David Burke (WPI-SKCM²): Leveraging Covalent Chemistry for the Assembly of Functional Porous Materials

Several of humanity’s greatest contemporary challenges have arisen due to the presence of small molecules in places where they are unwanted, such as the accumulation of carbon dioxide in the atmosphere, which drives climate change, and the contamination of water resources with chemical waste. Addressing these challenges will require the design and preparation of materials that can selectively sequester or separate molecules of interest from complex mixtures. One promising strategy to achieve precise molecular separations is to construct solid-phase materials that feature ordered nanoscale pores. Such void spaces approximate the sizes of small molecules, and can therefore facilitate molecular recognition, capture, or transport based on designed covalent or noncovalent interactions.
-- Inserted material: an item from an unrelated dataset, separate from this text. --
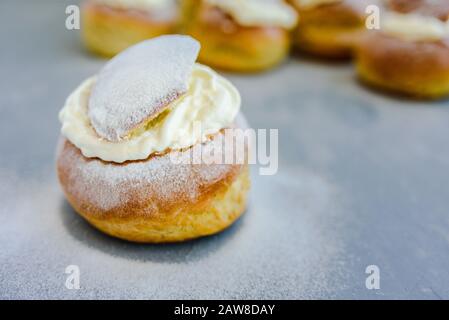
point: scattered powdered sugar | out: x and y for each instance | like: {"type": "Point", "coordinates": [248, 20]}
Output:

Thus far, solid-phase porous materials have been primarily synthesized via two strategies. The first involves assembling rigid, geometrically-defined building blocks into two- or three-dimensional crystalline lattices, where the monomer connectivity defines the pore size and topology. More recently, discrete porous molecules, such as molecular cages, have been used as building blocks for amorphous polymer networks, where the intrinsic cavities of the cages are preserved after the polymerization event. In this presentation, recent advances in synthetic methodology for both classes of porous materials will be introduced, with a focus on application-relevant morphologies, such as thin films and gels. Additionally, the relative advantages and disadvantages of each material class, in terms of synthetic ease, processability, mechanical durability, and molecular uptake and separation performance, will be highlighted to emphasize opportunities for future research.